I tried signing up to volunteer at the GYNOS website and I have gotten a response from Aric. Just wondering if anyone knows a different route of signing up?


----------



## NYEric (Mar 29, 2007)

Depends on what Aric's response was! Have you volunteered or worked the show before?


----------



## Marco (Mar 29, 2007)

nope this would be my first year Eric


----------



## NYEric (Mar 29, 2007)

I was first asked because I was a member of GNYOS. I first helped set-up the day before, Then w/ breakdown the next year, then w/ clerking, then spotting... What are you interested in doing?


----------



## Marco (Mar 29, 2007)

Eric - I'm sending you a pm


----------



## likespaphs (Apr 12, 2007)

turns out i'm going with the gf and some friends on saturday. then we're off to, what's been billed as a subversive knitting exhibit...


----------



## paphioland (Apr 12, 2007)

I will be there


----------



## eOrchids (Apr 12, 2007)

Alright, I'll be going on Saturday (21). Any of you guys want to quickly meet up?


----------



## Marco (Apr 12, 2007)

ill be there on wednesday


----------



## Eric Muehlbauer (Apr 12, 2007)

I'm planning on going Thursday or maybe even Wed........haven't made up my mind yet. Is it officially open Wed? Or is it only open for GNYOS members? If I don't go away for the weekend (haven't been to LI yet...thanks to the lousy weather and a busy family) I might hit it again to meet everyone...Take care, Eric


----------



## NYEric (Apr 13, 2007)

Wednesday is the judging so the display room wont be open until the afternoon. I'll be there then and giving tours and working Thursday after 2:00 PM, and of course on 'finagle' Sunday! Hope to see you all there. I'll have the name tag that says "Superclerk".


----------



## NYEric (Apr 13, 2007)

eOrchids said:


> Alright, I'll be going on Saturday (21). Any of you guys want to quickly meet up?

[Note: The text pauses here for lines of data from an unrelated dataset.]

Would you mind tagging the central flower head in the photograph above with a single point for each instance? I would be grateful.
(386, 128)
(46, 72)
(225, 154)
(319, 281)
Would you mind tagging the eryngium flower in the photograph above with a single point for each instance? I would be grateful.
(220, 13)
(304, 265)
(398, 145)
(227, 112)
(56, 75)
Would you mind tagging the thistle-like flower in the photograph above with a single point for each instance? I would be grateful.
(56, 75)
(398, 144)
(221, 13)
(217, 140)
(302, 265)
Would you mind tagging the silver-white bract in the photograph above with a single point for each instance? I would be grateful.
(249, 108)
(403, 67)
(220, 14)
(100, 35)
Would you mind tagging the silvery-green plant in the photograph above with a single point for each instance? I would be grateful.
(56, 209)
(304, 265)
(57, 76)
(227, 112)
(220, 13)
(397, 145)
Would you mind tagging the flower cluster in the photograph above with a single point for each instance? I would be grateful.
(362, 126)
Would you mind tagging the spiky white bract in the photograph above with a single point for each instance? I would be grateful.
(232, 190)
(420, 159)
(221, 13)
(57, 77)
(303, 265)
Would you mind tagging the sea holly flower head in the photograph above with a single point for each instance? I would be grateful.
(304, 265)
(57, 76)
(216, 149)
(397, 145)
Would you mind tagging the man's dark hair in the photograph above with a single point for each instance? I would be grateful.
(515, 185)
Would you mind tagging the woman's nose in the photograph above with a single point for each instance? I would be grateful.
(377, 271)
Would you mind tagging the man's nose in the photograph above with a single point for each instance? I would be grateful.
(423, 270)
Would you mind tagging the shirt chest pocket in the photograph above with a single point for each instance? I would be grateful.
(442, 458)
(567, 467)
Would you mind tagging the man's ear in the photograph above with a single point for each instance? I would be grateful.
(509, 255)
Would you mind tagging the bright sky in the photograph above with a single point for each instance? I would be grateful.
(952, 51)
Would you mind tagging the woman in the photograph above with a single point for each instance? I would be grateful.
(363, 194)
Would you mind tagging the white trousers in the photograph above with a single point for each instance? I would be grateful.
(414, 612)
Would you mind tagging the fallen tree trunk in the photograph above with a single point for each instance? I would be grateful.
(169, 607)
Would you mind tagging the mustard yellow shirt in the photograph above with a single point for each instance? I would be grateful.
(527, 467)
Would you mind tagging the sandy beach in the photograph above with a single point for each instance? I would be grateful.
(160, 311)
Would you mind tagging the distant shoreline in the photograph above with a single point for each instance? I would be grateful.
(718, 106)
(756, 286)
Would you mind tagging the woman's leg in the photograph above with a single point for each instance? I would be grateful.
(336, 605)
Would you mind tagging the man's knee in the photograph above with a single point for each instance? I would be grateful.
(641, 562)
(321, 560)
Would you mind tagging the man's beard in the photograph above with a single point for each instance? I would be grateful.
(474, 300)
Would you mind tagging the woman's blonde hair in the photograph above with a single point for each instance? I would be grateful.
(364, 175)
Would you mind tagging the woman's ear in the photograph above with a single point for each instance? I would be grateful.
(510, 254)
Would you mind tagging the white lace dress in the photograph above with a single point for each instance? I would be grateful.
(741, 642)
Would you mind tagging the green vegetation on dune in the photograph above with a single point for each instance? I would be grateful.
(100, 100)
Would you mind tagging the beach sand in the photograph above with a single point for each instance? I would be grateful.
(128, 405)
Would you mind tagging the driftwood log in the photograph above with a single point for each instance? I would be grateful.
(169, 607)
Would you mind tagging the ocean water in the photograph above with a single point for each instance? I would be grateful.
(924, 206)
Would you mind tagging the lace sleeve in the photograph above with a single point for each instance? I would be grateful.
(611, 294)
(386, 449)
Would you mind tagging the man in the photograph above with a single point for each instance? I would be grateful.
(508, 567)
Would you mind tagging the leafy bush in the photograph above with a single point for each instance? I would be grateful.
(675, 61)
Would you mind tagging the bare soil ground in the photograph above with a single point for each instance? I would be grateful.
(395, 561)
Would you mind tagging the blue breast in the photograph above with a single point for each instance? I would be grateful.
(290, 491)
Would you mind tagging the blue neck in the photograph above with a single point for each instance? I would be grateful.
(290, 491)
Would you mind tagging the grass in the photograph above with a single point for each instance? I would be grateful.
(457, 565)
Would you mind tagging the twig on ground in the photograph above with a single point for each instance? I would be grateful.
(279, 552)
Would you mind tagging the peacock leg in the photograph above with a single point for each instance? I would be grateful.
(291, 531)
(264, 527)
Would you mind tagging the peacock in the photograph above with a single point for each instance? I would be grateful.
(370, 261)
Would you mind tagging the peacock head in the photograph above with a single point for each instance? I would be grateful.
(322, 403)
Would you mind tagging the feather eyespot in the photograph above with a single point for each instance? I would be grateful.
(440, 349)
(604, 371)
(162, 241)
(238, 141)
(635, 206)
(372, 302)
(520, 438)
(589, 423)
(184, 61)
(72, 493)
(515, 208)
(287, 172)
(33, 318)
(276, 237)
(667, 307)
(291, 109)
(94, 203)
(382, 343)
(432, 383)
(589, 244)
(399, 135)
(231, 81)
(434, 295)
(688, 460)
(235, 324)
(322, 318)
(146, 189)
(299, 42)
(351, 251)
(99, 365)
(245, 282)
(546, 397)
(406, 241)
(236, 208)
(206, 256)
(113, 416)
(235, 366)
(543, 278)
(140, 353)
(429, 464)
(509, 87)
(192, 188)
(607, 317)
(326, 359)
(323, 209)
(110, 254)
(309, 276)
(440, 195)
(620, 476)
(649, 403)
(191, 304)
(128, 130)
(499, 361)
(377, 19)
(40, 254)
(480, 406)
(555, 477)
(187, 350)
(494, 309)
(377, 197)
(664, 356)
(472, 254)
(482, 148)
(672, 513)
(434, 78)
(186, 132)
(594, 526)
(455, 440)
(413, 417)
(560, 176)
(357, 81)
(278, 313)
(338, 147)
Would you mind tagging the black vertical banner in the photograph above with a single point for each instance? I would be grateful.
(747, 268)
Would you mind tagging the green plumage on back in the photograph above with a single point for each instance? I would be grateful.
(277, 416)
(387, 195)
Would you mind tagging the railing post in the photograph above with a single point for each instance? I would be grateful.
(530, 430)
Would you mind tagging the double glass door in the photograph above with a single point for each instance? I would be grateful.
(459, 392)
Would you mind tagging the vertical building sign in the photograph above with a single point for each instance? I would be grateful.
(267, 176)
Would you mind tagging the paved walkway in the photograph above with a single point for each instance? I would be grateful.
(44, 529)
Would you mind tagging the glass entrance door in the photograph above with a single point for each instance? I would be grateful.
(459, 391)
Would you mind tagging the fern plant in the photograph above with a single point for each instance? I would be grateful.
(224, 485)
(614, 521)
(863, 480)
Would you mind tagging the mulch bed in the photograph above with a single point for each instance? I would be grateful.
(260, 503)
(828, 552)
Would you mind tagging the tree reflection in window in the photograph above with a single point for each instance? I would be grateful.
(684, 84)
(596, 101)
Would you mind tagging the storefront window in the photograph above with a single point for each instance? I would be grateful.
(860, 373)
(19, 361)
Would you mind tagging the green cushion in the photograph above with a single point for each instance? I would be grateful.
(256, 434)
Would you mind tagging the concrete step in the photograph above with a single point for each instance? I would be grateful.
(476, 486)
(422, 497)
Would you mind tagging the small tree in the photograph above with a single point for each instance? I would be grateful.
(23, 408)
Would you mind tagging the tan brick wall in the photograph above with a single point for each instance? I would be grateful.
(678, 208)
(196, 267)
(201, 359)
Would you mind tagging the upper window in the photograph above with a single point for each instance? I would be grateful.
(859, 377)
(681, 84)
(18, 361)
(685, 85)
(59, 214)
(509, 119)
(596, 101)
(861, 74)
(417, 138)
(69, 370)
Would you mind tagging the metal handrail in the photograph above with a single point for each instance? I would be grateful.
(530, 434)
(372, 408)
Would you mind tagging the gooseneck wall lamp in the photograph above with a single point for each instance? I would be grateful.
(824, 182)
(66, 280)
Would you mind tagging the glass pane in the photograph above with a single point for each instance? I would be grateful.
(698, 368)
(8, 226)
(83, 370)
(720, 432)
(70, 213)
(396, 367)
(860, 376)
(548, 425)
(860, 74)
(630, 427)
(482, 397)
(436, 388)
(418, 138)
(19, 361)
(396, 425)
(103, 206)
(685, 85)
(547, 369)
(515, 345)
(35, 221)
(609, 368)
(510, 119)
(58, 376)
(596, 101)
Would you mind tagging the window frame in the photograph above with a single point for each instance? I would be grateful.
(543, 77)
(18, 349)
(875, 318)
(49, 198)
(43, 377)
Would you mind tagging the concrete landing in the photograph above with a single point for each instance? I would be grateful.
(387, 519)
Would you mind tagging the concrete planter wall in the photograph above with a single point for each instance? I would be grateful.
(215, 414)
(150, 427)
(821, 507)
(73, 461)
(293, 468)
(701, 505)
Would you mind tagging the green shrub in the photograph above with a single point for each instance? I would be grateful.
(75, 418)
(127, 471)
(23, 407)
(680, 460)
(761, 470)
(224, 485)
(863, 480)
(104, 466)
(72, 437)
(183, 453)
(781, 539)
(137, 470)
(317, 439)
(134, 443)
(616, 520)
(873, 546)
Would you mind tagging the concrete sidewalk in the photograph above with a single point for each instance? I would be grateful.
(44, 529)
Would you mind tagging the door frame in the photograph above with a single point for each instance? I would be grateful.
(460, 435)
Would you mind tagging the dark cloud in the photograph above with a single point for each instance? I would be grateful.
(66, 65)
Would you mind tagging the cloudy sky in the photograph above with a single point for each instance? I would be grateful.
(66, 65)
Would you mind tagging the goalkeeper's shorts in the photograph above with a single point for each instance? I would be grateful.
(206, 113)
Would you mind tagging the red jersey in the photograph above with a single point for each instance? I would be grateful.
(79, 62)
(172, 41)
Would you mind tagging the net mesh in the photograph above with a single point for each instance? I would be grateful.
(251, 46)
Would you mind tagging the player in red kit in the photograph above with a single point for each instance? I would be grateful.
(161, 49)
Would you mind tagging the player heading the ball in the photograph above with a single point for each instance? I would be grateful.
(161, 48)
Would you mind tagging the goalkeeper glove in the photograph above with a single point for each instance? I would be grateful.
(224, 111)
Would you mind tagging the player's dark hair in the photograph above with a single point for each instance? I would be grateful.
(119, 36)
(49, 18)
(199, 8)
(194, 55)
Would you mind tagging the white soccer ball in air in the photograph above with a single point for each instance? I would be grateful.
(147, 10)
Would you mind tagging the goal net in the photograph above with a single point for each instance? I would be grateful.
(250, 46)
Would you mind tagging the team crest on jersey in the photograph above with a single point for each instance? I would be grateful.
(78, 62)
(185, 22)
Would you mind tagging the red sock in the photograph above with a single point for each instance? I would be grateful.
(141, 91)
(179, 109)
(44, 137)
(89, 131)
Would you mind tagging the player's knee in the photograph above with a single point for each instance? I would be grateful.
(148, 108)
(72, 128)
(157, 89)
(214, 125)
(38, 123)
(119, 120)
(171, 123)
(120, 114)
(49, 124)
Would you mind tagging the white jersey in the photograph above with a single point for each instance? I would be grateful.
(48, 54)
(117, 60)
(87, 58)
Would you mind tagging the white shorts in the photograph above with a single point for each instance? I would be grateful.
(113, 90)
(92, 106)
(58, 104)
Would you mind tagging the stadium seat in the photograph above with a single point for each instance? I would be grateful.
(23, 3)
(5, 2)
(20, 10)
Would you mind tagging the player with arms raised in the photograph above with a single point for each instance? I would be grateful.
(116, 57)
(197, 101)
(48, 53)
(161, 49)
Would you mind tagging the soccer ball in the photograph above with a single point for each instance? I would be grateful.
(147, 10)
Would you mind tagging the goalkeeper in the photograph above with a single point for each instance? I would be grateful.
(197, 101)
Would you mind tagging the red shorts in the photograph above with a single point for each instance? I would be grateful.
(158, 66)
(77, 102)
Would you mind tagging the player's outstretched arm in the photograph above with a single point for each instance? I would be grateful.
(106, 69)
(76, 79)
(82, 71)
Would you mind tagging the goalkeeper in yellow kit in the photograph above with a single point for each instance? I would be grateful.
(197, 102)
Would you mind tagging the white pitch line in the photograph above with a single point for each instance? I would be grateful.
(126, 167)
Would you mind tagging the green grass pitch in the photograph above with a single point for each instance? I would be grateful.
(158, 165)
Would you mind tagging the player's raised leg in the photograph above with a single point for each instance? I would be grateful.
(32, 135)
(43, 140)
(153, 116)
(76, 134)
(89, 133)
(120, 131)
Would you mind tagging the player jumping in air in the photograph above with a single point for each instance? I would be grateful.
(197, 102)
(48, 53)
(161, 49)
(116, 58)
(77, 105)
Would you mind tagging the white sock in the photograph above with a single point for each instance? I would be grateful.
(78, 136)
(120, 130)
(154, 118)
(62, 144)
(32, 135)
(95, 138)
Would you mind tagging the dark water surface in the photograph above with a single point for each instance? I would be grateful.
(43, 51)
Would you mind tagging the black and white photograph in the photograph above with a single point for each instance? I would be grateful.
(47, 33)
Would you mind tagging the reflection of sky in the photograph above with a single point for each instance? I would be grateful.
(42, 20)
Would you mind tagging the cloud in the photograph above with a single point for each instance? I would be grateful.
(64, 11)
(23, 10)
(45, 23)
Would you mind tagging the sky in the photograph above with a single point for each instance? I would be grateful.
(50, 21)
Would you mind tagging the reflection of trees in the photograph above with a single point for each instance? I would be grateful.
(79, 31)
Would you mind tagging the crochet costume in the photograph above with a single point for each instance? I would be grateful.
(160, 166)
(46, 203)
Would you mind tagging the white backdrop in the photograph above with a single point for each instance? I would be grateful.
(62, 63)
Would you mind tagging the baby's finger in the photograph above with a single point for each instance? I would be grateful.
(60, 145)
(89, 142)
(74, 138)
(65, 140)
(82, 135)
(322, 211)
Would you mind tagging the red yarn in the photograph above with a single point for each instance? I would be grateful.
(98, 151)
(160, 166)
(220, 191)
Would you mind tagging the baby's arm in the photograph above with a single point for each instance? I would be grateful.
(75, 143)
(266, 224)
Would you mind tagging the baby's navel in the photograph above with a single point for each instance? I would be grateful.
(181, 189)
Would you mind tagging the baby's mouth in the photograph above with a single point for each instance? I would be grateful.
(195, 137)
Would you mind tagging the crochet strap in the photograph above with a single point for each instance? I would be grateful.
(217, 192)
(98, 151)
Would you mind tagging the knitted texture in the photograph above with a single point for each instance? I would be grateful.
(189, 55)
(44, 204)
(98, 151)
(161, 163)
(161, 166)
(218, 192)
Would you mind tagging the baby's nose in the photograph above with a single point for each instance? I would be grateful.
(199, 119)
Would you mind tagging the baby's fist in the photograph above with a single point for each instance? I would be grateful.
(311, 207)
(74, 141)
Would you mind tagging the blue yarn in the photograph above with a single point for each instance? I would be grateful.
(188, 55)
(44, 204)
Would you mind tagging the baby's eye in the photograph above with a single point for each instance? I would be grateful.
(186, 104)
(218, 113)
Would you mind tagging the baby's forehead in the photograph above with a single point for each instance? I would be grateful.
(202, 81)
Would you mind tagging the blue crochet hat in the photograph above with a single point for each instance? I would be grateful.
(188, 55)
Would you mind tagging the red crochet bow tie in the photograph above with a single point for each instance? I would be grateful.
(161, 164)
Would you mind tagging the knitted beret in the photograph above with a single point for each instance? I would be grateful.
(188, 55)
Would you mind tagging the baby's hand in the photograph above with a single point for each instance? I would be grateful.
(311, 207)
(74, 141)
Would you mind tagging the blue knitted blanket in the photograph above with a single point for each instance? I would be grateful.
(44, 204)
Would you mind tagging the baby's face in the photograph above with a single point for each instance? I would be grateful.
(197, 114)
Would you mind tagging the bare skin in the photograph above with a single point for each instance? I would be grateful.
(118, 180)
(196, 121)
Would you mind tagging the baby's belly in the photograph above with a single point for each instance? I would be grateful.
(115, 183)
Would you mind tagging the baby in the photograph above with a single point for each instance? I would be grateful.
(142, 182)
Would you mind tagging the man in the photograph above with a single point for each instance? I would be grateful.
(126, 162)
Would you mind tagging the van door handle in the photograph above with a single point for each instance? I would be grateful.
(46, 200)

maybe, but definately Sunday to snap up the scraps.


----------



## Marco (Apr 13, 2007)

NYEric said:


> maybe, but definately Sunday to snap up the scraps.



you are a brave man Eric


----------



## NYEric (Apr 13, 2007)

Marco said:


> you are a brave man Eric


It's fun because I'm taller than most of the little Asian women fighting for deals so I can get the vendors attention easier. :rollhappy:


----------



## dustywoman (Apr 13, 2007)

Is Sunday really that intense? I was thinking of going and being there when the doors opened.


----------



## eOrchids (Apr 13, 2007)

NYEric said:


> It's fun because I'm taller than most of the little Asian women fighting for deals so I can get the vendors attention easier. :rollhappy:



We tall people do have our advantages. 



dustywoman said:


> Is Sunday really that intense? I was thinking of going and being there when the doors opened.



I think the whole chaos happens within the last 3 ~ 4 hrs of the show.


----------



## likespaphs (Apr 13, 2007)

i'd be up for a quick meeting with anyone out there saturday, but i don't know when i'm gonna be there...


----------



## PHRAG (Apr 13, 2007)

likespaphs said:


> i'd be up for a quick meeting with anyone out there saturday, but i don't know when i'm gonna be there...



Not sure the board is the proper place to arrange a quickie.

:evil:


----------



## likespaphs (Apr 13, 2007)

PHRAG said:


> Not sure the board is the proper place to arrange a quickie.
> 
> :evil:



poop. it's gonna be difficult to arrange with my gf at the show with me...


----------



## Marco (Apr 13, 2007)

NYEric said:


> Wednesday is the judging so the display room wont be open until the afternoon. I'll be there then and giving tours and working Thursday after 2:00 PM, and of course on 'finagle' Sunday! Hope to see you all there. I'll have the name tag that says "Superclerk".



make sure you wear a name tag. I'll be lookigng for you oke: . Eric what time do the vendors open. I wanna go get my neos from cal- orchids asap


----------



## eOrchids (Apr 13, 2007)

likespaphs said:


> i'd be up for a quick meeting with anyone out there saturday, but i don't know when i'm gonna be there...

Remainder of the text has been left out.